My point is that a condo converter or builder can open up fraudulent escrows and have ‘pending’ sales. These escrows will never close so they can be done in the brother-in-law’s name or the dog’s name, etc.
The escrow company doesn’t know these are dummy escrows and as long as they get their fees they aren’t going to care. If the escrow company did know that the escrows were dummies, they could charge a reduced fee since the dummy escrows won’t require any work other than an eventual cancellation. Of course the escrow company would then be involved in fraud …
These ‘pending’ sales allow the converter/builder to tell a potential buyer that he has similar units in escrow at whatever price point he wants.
A really slimy salesperson might say something like, “Well, Mr. and Mrs. Smith, if you’re serious you’d better place your security deposit today. I just put three of these units into escrow at $429K!”
Another potential reason for fraudulent escrows is that lenders can be picky about lending on small condo projects. Pending listings might give an underwriter a false sense of security about completing a loan.
For example, imagine a 4-unit condo project and the first buyer is trying to get a loan. Most lenders have a guideline about how much of a given project can be owned by any single owner – typically this number is 25% – ie, no owner can own more than 1 unit in a 4 unit project. But at the point our buyer is trying to close his loan, the condo developer still owns 75% of the project. The developer might be able to mitigate this issue by having some of the other units ‘in escrow’.
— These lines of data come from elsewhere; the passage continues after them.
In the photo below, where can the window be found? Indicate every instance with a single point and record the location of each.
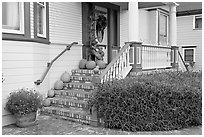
(41, 19)
(13, 17)
(197, 22)
(163, 25)
(41, 22)
(189, 54)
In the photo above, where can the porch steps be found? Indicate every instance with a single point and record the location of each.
(70, 103)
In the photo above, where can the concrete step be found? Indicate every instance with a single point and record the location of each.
(69, 103)
(78, 85)
(69, 114)
(74, 94)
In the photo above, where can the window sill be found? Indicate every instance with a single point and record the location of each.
(197, 29)
(26, 39)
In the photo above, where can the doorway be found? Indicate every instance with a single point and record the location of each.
(108, 39)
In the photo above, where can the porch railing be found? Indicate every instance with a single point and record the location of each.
(118, 68)
(155, 57)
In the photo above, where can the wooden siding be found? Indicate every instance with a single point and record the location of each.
(187, 36)
(32, 19)
(25, 62)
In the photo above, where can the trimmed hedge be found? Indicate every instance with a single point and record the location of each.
(152, 102)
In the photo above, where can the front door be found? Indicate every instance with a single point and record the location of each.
(108, 39)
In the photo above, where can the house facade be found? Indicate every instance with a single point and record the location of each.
(189, 32)
(33, 33)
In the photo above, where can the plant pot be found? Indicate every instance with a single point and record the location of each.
(26, 120)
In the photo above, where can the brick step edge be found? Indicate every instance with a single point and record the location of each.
(84, 72)
(77, 85)
(86, 119)
(69, 103)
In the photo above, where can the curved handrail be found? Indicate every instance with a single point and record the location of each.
(49, 64)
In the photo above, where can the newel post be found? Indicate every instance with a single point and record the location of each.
(94, 115)
(136, 56)
(174, 57)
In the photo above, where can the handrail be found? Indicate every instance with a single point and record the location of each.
(114, 64)
(49, 64)
(183, 60)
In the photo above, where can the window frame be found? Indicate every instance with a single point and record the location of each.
(38, 37)
(194, 19)
(167, 26)
(21, 16)
(24, 33)
(193, 48)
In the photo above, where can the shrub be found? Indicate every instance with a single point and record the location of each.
(23, 101)
(152, 102)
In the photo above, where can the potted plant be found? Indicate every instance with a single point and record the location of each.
(24, 104)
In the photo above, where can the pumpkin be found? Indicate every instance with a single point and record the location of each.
(50, 93)
(58, 85)
(90, 64)
(46, 103)
(82, 64)
(101, 64)
(65, 77)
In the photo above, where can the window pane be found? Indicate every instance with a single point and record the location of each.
(188, 54)
(40, 19)
(198, 23)
(163, 25)
(10, 15)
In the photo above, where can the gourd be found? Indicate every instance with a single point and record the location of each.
(82, 64)
(50, 93)
(58, 85)
(46, 103)
(90, 64)
(65, 77)
(101, 64)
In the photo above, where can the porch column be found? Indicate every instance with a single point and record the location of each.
(172, 24)
(173, 33)
(133, 21)
(134, 37)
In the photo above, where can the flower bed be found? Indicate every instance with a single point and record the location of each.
(152, 102)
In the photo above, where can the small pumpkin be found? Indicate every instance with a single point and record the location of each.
(101, 64)
(90, 64)
(46, 103)
(58, 85)
(82, 64)
(50, 93)
(65, 77)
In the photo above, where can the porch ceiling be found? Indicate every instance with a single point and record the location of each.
(124, 5)
(149, 4)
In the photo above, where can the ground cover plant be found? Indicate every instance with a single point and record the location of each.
(151, 102)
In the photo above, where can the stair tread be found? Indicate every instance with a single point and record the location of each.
(78, 83)
(81, 91)
(66, 99)
(72, 110)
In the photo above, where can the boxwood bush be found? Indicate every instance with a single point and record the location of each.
(151, 102)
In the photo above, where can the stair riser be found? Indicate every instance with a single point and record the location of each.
(68, 104)
(73, 86)
(72, 97)
(69, 116)
(73, 94)
(85, 72)
(81, 79)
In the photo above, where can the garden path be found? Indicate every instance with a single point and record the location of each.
(47, 125)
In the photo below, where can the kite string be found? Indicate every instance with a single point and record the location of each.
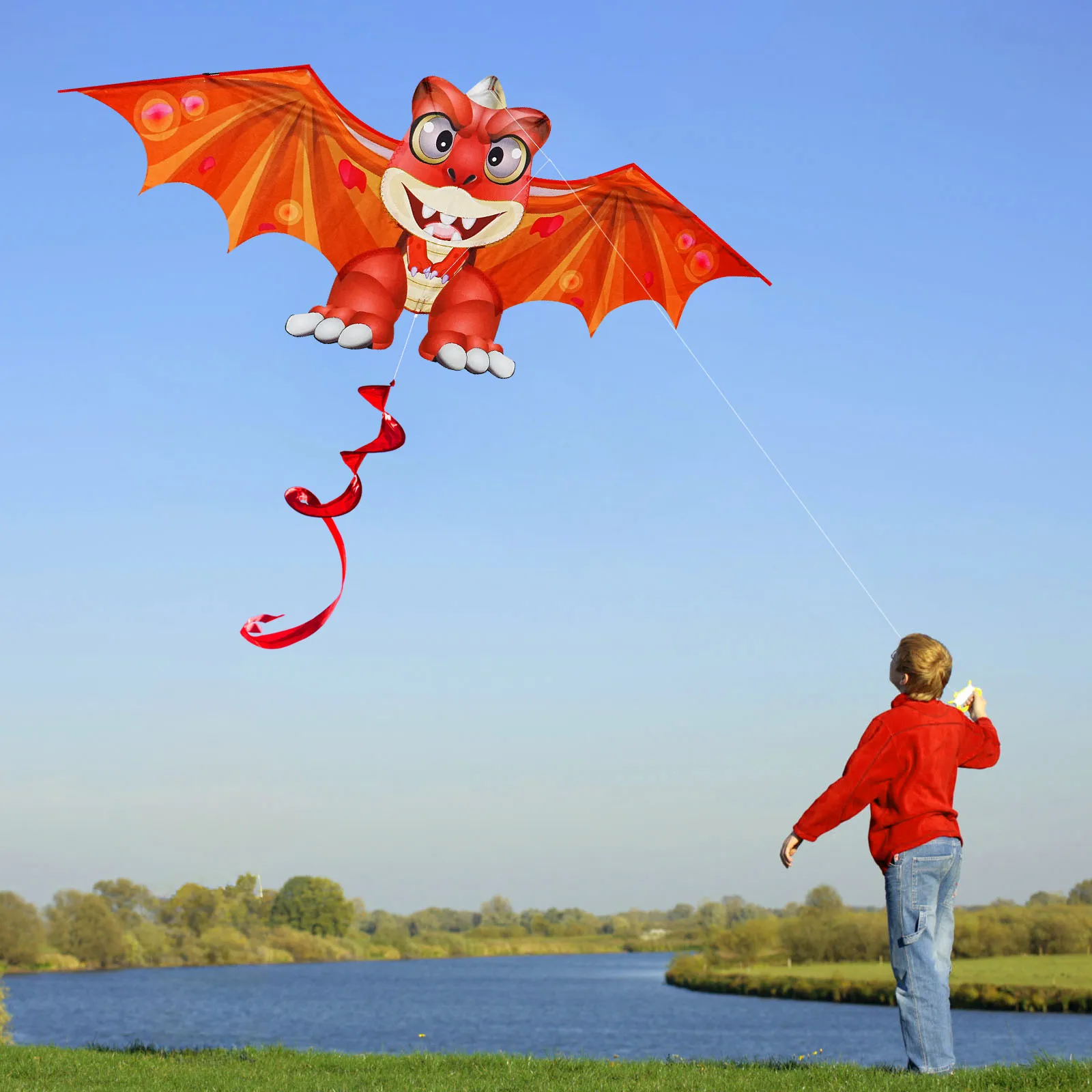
(404, 347)
(717, 387)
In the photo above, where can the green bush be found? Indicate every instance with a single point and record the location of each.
(22, 934)
(313, 904)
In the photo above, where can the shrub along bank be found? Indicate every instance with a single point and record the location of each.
(872, 984)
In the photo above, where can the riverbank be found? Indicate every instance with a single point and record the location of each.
(1021, 983)
(49, 1069)
(450, 946)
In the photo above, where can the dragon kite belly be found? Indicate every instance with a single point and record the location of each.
(448, 222)
(459, 182)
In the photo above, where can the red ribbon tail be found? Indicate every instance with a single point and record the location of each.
(390, 437)
(281, 639)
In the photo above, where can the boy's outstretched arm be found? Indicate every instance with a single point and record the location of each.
(846, 796)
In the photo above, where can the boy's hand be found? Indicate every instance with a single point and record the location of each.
(789, 849)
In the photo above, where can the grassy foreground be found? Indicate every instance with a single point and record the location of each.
(280, 1070)
(1015, 983)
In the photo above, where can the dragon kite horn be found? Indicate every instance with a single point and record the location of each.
(489, 92)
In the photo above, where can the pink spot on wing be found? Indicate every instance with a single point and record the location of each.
(546, 225)
(353, 177)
Anyway, I believe there is some level of fraudulent ‘pending’ listings in our market. These fraudulent listings accomplish at least two things:
1. allow condo developers to simulate demand for their projects at whatever price point they decide
2. facilitate the process of obtaining loans on small condo projects
Closed escrows are the only meaningful escrows!
May 4, 2006 @ 7:22 AM
Another reason a developer
Another reason a developer may have for using straw escrows is to influence the appraisal used to underwrite the mortgage. The average appraiser would absolutely take those transactions into consideration and would probably give them more weight than the closed sales from other projects.
That would be a dangerous game for a developer to play, though, because sooner or later all those units need to be legitimately sold. Having a revolving door of different escrows in the project would probably show up on a lender’s radar (if they were looking).
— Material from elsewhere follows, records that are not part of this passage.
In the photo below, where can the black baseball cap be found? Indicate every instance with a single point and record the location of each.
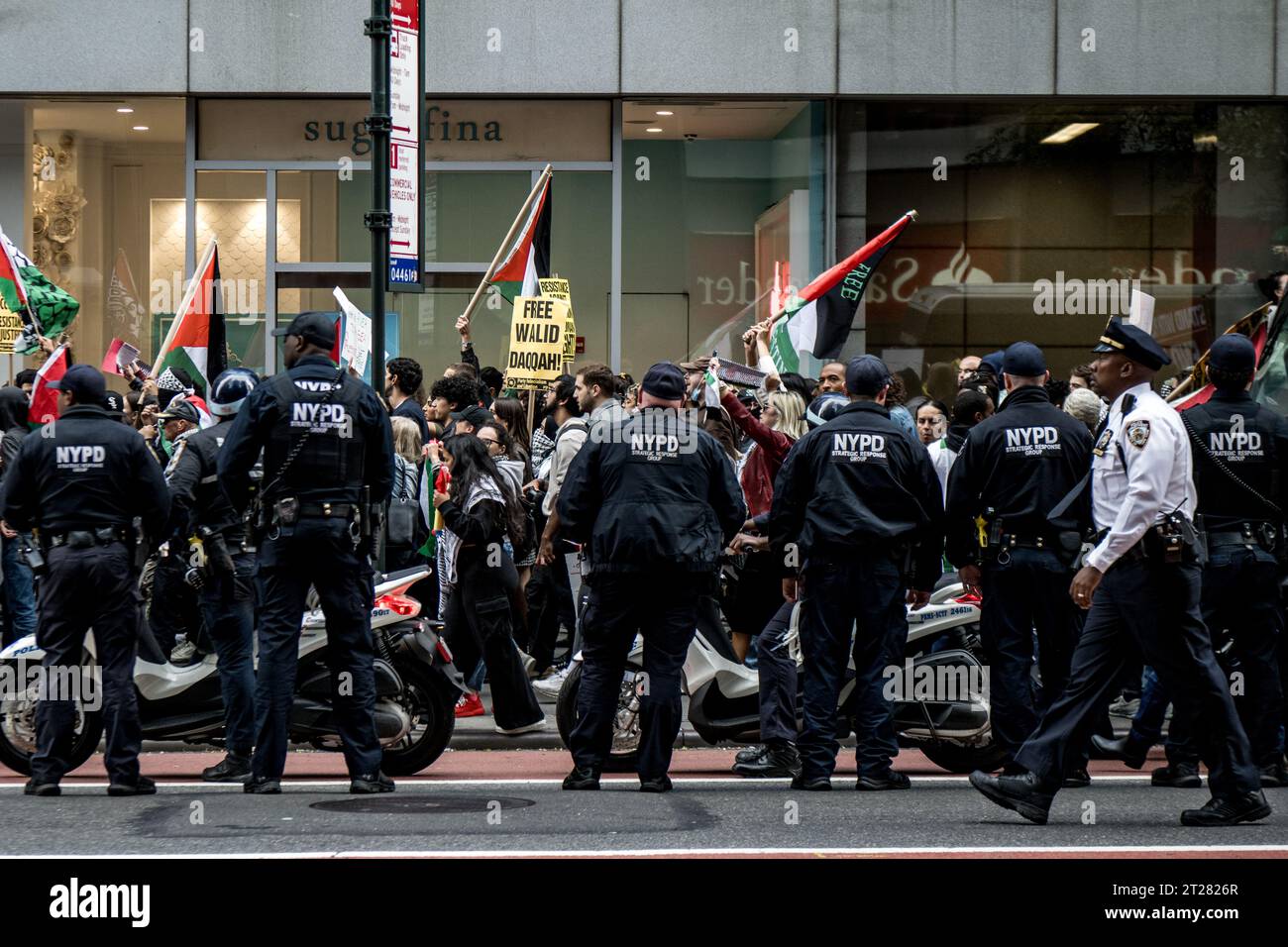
(476, 415)
(1233, 352)
(1133, 343)
(1024, 360)
(84, 381)
(866, 375)
(316, 328)
(664, 380)
(180, 411)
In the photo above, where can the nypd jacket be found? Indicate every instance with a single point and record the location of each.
(859, 484)
(85, 471)
(655, 493)
(1250, 441)
(1019, 463)
(349, 440)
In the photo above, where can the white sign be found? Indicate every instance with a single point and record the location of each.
(1141, 311)
(404, 162)
(357, 333)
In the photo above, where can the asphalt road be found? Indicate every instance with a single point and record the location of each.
(496, 802)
I haven’t run into any situations like this and I haven’t heard of any so far, but it is possible. Until I did start seeing it I would operate off the assumption that they’re all legitimate. Those few that do fall out of escrow will do so for legitimate reasons like credit/income or not appraising out and I wouldn’t anticpate those to be very many in number at all.
May 4, 2006 @ 6:21 AM
In the last week I have seen
In the last week I have seen in two different properties listed for sale the note that the property would not be available for possession until sometime in 2007! These were for two houses in the same very affluent and desirable area. One was listed for 1.7M and the other for 3.75M. I have never seen this before. I track the market there in a very informal way and would say that inventories are definitely way up. Is the long delay in possession considered a positive market sign. Has anyone seen this before?
May 4, 2006 @ 7:23 AM
Are they under construction?
Are they under construction?
May 4, 2006 @ 9:30 AM
Sorry, I should have made
Sorry, I should have made that point clear. These are both existing (at least 25 years old) houses.One the 3.7M is advertised as being available for possession in April 07 and the other for Feb 07. I happen to know that the seller of the more expensive house is not doing anything (ie remodel) to the house and the other doesn’t appear to be doing anything either.The more expensive house is being sold by owners who have lived in the house for at least the last 15 years and are preparing to downsize. Don’t know about the other house.